All three judges scored the bout 115-113 for Bivol. The 31-year-old 6-foot Russian landed 152 of 710 power punches.
Career-low punches landed for Canelo
Canelo landed just 84 punches of 495, a career-low in a 12-round clash. His previous low was 117 in his loss to Floyd Mayweather Jr..
While Canelo threw and average of 41 punches and landed an average of 7 per round, his opponent averaged 59 and 13.
Bivol landed 32 more power shots and 36 more jabs than Alvarez.
Bivol shows his red arm
“He beat my arm up,” Bivol said on the ring after his win, showing how red his arm was.
Key for Bivol’s victory
The key for his victory? “He only threw hard punches and after hard punches he was a bit tired. Canelo is a good counter-puncher, but I made him be more forward and I was the counterpuncher today. It was the key.”
Bivol was able to outwork and outbox his opponent, who appeared tired and frustrated in the last few rounds.
In round 11 Canelo even lifted Bivol off the floor on his shoulder. Boxing fans joked: Was he looking for a body slam? Is it Dancing With the Stars?
“If you don’t believe in yourself and what you can do, you will achieve nothing,” Bivol said. “I believed in myself. My team believed in me and you should believe in yourselves.” A mature and disciplined performance for the most important fight of his career.
Canelo on the ropes a lot
Bivol had a size and reach advantage. He proved to have excellent boxing skills and pushed Canelo to the ropes a lot. When asked about it, Alvarez admitted that might have been a way to “rest a little bit”.
“He’s a great champion,” he said. “Sometimes in boxing, you win and sometimes you lose. I have no excuses. He won the fight,” Canelo said after the fight. A few minutes later, his version of the story changed and he shrugged off the loss.
Canelo’s version changes: I didn’t lose
“I feel really good. I think I didn’t lose this fight,” Alvarez stated in the post-fight presser. He only won four or maximum five rounds. I got a big tired in the last rounds, but I did things the way I had to. I feel good. I don’t think I lost…Maybe the weight was a slight issue. It made me feel not 100% during the fight.’’
“I am looking for difficult fights, going up in weight. Not staying in my comfort zone at 168 lbs. I go up in weight to get new challenges, which is what I like and that’s how boxing is. I am looking for greatness.”

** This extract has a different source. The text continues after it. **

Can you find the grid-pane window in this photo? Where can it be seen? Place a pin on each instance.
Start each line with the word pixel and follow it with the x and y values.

Rematch? Canelo’s plans ruined
Admitting the biggest difficulty to face was Bivol’s style and not his weight, Canelo said he’d exercise his option for a rematch.

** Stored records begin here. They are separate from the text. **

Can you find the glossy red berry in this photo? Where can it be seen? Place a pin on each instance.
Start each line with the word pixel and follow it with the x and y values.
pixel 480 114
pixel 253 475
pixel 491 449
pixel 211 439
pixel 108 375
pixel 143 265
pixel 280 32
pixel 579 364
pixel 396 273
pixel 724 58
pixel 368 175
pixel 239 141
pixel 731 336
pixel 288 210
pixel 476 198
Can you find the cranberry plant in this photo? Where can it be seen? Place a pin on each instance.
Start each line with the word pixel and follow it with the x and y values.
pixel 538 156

The loss probably slammed the door on Alvarez’s plans for a trilogy bout vs. Gennadiy Golovkin in September. Also, going up even more in weight to face unified heavyweight champion Oleksandr Usyk seems highly unlikely at this point.
“I’m sorry I ruined your plans [for a fall trilogy fight against] Gennadiy Golovkin, maybe,” Bivol said. “Congrats to [Alvarez], he’s a great champion and I respect him,” Bivol commented on the ring after his victory.
Canelo faces questions
While Bivol has entered the Olympus of Greats, Canelo now faces some questions. After a majestic ring entrance, he was knocked off the pedestal of pound-for-pound king of boxing. He ruined the Cinco de Mayo weekend celebrations of thousands of Mexican fans, who were expecting nothing less than another win from one of the greatest Mexican boxers in history.
Will Canelo really benefit from taking this rematch?
Should he still face GGG?
Should he go down to his more comfortable weight class?
Is cleaning up another division completely out of the question at this point?